## Info

Basic

(continued )

Intermediate

(Questions 16-22)

### PART FOUR Capital Budgeting

11. Calculating Operating Leverage At an output level of 30,000 units, you calculate that the degree of operating leverage is 3. If output rises to 36,000 units, what will the percentage change in operating cash flow be? Will the new level of operating leverage be higher or lower? Explain.

12. Leverage In the previous problem, suppose fixed costs are $150,000. What is the operating cash flow at 35,000 units? The degree of operating leverage?

13. Operating Cash Flow and Leverage A proposed project has fixed costs of $30,000 per year. The operating cash flow at 7,000 units is $63,000. Ignoring the effect of taxes, what is the degree of operating leverage? If units sold rises from 7,000 to 7,300, what will be the increase in operating cash flow? What is the new degree of operating leverage?

14. Cash Flow and Leverage At an output level of 10,000 units, you have calculated that the degree of operating leverage is 3.5. The operating cash flow is $9,000 in this case. Ignoring the effect of taxes, what are fixed costs? What will the operating cash flow be if output rises to 11,000 units? If output falls to 9,000 units?

15. Leverage In the previous problem, what will be the new degree of operating leverage in each case?

16. Break-Even Intuition Consider a project with a required return of R% that costs $I and will last for N years. The project uses straight-line depreciation to zero over the N-year life; there is no salvage value or net working capital requirements.

a. At the accounting break-even level of output, what is the IRR of this project? The payback period? The NPV?

b. At the cash break-even level of output, what is the IRR of this project? The payback period? The NPV?

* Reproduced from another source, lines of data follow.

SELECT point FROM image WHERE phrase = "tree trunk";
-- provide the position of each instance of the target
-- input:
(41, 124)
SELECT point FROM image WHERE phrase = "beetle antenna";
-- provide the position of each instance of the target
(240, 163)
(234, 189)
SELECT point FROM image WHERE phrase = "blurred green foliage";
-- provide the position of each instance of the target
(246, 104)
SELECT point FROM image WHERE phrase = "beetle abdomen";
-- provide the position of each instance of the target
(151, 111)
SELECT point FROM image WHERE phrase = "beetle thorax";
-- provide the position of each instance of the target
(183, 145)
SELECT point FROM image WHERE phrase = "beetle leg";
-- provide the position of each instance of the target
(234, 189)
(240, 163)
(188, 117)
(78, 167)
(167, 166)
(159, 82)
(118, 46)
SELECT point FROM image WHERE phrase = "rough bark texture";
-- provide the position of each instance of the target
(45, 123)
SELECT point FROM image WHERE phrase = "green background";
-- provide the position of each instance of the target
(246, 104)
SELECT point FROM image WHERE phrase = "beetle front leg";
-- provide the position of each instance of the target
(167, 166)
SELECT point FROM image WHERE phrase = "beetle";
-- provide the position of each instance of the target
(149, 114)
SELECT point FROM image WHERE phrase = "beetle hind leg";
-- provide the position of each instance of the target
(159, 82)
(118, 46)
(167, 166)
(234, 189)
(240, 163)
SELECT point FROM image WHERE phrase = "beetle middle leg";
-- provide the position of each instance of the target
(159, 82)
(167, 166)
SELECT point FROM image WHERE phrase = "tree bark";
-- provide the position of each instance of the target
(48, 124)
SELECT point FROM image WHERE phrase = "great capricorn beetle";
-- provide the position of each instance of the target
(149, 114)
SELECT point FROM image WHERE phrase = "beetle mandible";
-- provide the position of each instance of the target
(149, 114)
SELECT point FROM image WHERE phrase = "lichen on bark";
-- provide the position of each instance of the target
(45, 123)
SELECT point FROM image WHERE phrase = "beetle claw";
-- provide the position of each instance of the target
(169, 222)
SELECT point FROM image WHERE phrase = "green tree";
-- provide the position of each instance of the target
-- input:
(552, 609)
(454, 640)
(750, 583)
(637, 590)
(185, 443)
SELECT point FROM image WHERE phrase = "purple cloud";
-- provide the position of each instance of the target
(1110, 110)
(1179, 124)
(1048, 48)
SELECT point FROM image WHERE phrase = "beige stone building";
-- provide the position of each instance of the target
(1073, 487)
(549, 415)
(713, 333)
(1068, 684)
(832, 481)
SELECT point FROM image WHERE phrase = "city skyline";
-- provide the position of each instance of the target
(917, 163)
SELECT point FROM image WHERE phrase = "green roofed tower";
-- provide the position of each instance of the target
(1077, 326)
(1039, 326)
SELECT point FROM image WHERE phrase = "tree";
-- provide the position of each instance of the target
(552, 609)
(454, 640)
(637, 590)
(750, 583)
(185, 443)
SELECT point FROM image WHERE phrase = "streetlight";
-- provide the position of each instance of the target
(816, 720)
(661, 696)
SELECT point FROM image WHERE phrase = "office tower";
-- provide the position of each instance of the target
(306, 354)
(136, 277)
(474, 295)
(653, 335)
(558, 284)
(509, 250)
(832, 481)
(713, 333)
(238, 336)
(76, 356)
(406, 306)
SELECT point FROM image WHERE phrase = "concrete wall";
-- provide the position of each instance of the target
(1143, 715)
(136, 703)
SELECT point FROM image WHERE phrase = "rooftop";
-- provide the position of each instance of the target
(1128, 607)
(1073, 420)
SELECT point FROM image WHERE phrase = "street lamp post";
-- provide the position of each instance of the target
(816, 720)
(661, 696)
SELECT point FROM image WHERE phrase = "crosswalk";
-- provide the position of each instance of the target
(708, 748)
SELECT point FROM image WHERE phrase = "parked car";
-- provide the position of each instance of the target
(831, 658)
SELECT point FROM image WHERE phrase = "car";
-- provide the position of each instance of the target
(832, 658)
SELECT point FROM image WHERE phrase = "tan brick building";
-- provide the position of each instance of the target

c. At the financial break-even level of output, what is the IRR of this project? The payback period? The NPV?

17. Sensitivity Analysis Consider a three-year project with the following information: initial fixed asset investment = $420,000; straight-line depreciation to zero over the three-year life; zero salvage value; price = $26; variable costs = $18; fixed costs = $185,000; quantity sold = 110,000 units; tax rate = 34 percent. How sensitive is OCF to changes in quantity sold?

18. Operating Leverage In the previous problem, what is the degree of operating leverage at the given level of output? What is the degree of operating leverage at the accounting break-even level of output?

19. Project Analysis You are considering a new product launch. The project will cost $680,000, have a four-year life, and have no salvage value; depreciation is straight-line to zero. Sales are projected at 160 units per year; price per unit will be $19,000, variable cost per unit will be $14,000, and fixed costs will be $150,000 per year. The required return on the project is 15 percent, and the relevant tax rate is 35 percent.

a. Based on your experience, you think the unit sales, variable cost, and fixed cost projections given here are probably accurate to within ±10 percent. What are the upper and lower bounds for these projections? What is the base-case NPV? What are the best-case and worst-case scenarios?

b. Evaluate the sensitivity of your base-case NPV to changes in fixed costs.

c. What is the cash break-even level of output for this project (ignoring taxes)?

d. What is the accounting break-even level of output for this project? What is the degree of operating leverage at the accounting break-even point? How do you interpret this number?